The family-oriented show brings to the screen a near-perfect Lassie replica--which is no accident. The dog is the seventh descendant of the original Lassie and is trained by the son of the first dog's trainer.
Instead of being merely a story about a boy and his dog, the new "Lassie" will throw a girl into the mix and move the family from the country into the suburb of a large city. The unflappable collie, stepping into a new age, will champion causes ranging from animal rights to latchkey children.
"This is a nostalgic time," said Tom Rettig (now 47 and a Beverly Hills computer store owner), who played the boy, Jeff Miller, in the original 1954 "Lassie" series. "It's no surprise that 'Lassie' is coming back--the only surprise is that it took so long. 'Lassie' is an institution that will keep cycling around. Every time there's a new generation, there will be a new 'Lassie.' "
Burton said "Lassie" received 25 station commitments before production began, including KHJ-TV Channel 9 in Los Angeles, which will give the show an early weekend time slot.
"We thought that 'Lassie' fit well with what we're going to be doing on Channel 9, which is to add some heavy children's programming," program director Walt Baker said. " 'Lassie,' as a strong family show, certainly fits that image, and we feel it has great potential to be successful. It has all the right elements--a dog, a family and the outdoors."
"Dragnet" and "Adam 12" have been sold in Canada, and the producers are currently shopping the show in the United States. The only firm commitment is from WOR in New York, a cable superstation owned by MCA. One insider suggested that MCA is reviving old titles merely to create fodder for their national cable network--a charge MCA-TV president Schwab denies.
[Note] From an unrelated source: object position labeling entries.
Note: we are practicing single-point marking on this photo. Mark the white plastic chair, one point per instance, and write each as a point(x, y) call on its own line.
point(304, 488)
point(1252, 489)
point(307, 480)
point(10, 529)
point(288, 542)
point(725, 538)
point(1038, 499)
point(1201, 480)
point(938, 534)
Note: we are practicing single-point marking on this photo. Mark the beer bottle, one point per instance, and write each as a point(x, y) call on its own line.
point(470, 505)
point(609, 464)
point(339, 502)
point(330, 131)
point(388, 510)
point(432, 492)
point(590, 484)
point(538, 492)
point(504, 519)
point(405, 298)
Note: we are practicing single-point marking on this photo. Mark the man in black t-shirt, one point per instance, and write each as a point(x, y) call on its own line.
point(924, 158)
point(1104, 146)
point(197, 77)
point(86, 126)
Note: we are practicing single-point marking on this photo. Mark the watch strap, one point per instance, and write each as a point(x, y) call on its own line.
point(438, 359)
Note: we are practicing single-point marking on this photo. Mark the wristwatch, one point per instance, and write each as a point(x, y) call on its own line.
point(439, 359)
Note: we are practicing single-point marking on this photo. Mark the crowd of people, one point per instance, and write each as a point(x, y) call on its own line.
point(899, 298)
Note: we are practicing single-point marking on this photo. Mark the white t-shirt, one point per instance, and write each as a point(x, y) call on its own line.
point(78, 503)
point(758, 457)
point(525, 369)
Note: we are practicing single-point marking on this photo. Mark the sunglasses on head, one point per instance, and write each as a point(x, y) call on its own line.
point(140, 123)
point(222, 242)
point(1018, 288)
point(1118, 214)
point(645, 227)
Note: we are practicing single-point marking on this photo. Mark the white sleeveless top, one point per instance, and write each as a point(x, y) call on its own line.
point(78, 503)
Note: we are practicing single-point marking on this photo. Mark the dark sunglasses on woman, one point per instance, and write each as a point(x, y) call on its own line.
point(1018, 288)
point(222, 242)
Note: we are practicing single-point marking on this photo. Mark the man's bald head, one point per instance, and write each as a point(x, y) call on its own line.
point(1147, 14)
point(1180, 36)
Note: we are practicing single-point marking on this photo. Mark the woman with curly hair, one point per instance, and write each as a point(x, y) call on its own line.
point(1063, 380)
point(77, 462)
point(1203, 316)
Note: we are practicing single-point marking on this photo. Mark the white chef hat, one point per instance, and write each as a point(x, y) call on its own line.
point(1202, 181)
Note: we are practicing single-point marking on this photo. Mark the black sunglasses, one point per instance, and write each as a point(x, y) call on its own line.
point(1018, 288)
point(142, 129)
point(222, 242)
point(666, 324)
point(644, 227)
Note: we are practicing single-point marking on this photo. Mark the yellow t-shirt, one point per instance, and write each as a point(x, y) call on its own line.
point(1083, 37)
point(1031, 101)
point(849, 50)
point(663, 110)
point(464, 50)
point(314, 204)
"The marketplace has been very clear as to what they're comfortable with," Schwab said. "We as program developers and distributors react to what's going on in the marketplace, and that's currently nostalgia. The marketplace responded clearly when we announced the 'Munsters' and 'Lassie,' and we expect them to do the same with 'Adam-12' and 'Dragnet.' "
Not everyone sees that as a positive sign. "The market is ruthless, and it's getting harder than it's ever been to launch an interesting and innovative show," producer Goldberg said. "The problem with many television executives is they see something that works and then they want to do a dozen of those things."
Schwab and his fellow revivalists dismiss criticism that the audience would be better served by creative and adventuresome new programs rather than recycled hits.
"As far as I'm concerned, many of the old television shows are entertainment, whether they're done 20 years ago or today," Hayes, the "Mission: Impossible" executive producer, said. "That's why we're in this business--to entertain. And people want to watch shows that entertain. The final judgment rests in the hands of the audience."